The team notion doesn't scale. Open source software doesn't require teams or managers. They just have developers. Lots of them typically. Since they are not part of a team, they need to figure out how to work together. And they have to do that without the typical things you would have in a corporate setting (like a boss that can dictate and re-assign people).

That sounds nice and utopian. But of course a lot of OSS software is actually being developed by companies. Most open source that matters has corporate backing. So, the two models are not mutually exclusive. Many large corporations have to figure out ways to scale development. And often they have to work with other companies or even rivals on some stuff. When you have hundreds of thousands of employees, hundreds/thousands of different software packages and components with hundreds/thousands of people involved each, things get very complicated.

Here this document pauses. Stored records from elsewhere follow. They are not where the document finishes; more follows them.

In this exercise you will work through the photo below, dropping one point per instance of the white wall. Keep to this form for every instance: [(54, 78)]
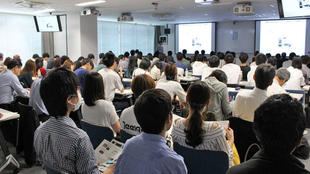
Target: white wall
[(235, 36), (60, 40), (19, 36)]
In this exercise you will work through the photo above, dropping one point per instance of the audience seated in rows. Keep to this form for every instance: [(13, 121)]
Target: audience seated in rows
[(143, 68), (96, 110), (169, 83), (195, 133), (279, 124), (281, 77), (248, 101), (148, 152), (60, 145), (232, 70), (297, 79), (128, 119), (259, 59), (219, 100)]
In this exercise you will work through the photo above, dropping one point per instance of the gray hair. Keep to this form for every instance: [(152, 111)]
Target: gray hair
[(283, 74)]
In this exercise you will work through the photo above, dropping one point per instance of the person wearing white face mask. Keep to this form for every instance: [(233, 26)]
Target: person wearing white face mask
[(59, 144)]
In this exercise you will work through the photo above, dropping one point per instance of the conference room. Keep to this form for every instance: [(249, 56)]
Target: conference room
[(154, 86)]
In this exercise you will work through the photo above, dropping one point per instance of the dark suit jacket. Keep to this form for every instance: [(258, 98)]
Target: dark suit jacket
[(261, 163)]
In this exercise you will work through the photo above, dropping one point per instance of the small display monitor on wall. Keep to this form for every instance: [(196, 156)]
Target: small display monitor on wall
[(48, 23)]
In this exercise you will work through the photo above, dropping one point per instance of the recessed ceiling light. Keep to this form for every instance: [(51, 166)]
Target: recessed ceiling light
[(47, 10), (90, 3)]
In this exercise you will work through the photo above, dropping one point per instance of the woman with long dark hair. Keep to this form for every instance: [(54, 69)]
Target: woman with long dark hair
[(195, 133), (96, 110)]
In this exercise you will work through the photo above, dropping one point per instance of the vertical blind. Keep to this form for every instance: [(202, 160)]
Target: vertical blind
[(19, 36), (122, 37)]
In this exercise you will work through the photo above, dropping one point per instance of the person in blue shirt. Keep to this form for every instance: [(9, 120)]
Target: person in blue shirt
[(180, 63), (87, 66), (148, 151)]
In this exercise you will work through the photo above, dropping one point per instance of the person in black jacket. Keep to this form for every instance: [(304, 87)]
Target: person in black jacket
[(27, 73), (279, 124)]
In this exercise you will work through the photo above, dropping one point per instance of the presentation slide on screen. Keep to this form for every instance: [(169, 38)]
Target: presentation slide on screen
[(194, 37), (293, 8), (283, 36), (47, 23)]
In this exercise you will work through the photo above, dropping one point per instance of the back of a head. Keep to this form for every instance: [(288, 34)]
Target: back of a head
[(297, 63), (198, 96), (292, 55), (93, 88), (132, 52), (243, 57), (141, 83), (45, 55), (229, 58), (170, 71), (179, 56), (264, 75), (260, 59), (279, 124), (305, 59), (145, 64), (91, 56), (56, 88), (214, 61), (219, 75), (283, 74), (12, 64), (108, 59), (63, 59), (152, 109)]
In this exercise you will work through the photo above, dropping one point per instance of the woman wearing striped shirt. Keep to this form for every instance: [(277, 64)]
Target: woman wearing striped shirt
[(195, 133)]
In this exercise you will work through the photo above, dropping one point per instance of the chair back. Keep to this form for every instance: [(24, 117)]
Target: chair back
[(203, 161), (244, 137), (29, 121), (97, 133), (125, 136)]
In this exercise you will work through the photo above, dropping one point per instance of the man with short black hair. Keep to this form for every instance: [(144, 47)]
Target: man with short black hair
[(148, 152), (259, 59), (279, 80), (279, 125), (232, 70), (248, 101), (60, 145), (9, 83), (214, 62), (245, 68), (82, 71)]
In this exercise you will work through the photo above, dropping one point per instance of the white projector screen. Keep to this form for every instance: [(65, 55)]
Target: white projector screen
[(283, 36), (194, 37), (296, 8)]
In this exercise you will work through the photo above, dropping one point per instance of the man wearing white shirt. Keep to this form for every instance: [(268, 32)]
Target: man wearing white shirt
[(248, 101), (214, 62), (111, 79), (198, 66), (259, 59), (296, 79), (232, 70), (279, 80)]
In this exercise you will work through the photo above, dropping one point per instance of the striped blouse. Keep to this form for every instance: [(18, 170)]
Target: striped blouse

A lot of successful organizations emulate a lot of what happens in large OSS projects. Not surprising, because many large OSS projects take contributions from those same organizations. So you have a large intersection of OSS developers that also are part of a large company.

Regardless, any sufficiently large software will just have lots of people working on it. Many more than fit in a traditional team. So, you need coordination mechanisms. The persons that release and integrate software have a lot of power. They get to gate keep what goes into the software. In the OSS world, git repositories are read only for most developers. You don't push changes into them, you ask for your changes to be pulled into them. Politely. And then you work with whomever is deciding about whether to do that to ensure the change happens. It's a good model. If you don't like it you are welcome to fork and create your own release.

It's how Linus Torvalds can impose deadlines on releasing a new kernel while working with thousands of people. It's brutally simple: provide your patches before the merge window closes. It's your problem if you don't make that deadline.

That's not the only way but a lot of large projects use the calendar to coordinate and release regularly as clockwork. And many companies seem to do the same. People simply self organize around that. You can't have stability if a lot of people are running around with their hair on fire around every deadline. So, a lot of the self organization relates to vetting and rejecting bad changes before they become a problem. You push the problems back to the source of creation and wait for things to be sorted out there. And then you simply bundle things up and ship them.

The rest is just Darwinism. Bad developers/teams won't get their changes in and will eventually lose their funding (and motivation). And better ones will get more of their changes in. It requires collaborating with other stakeholders, it requires effective communication, and it requires some skill.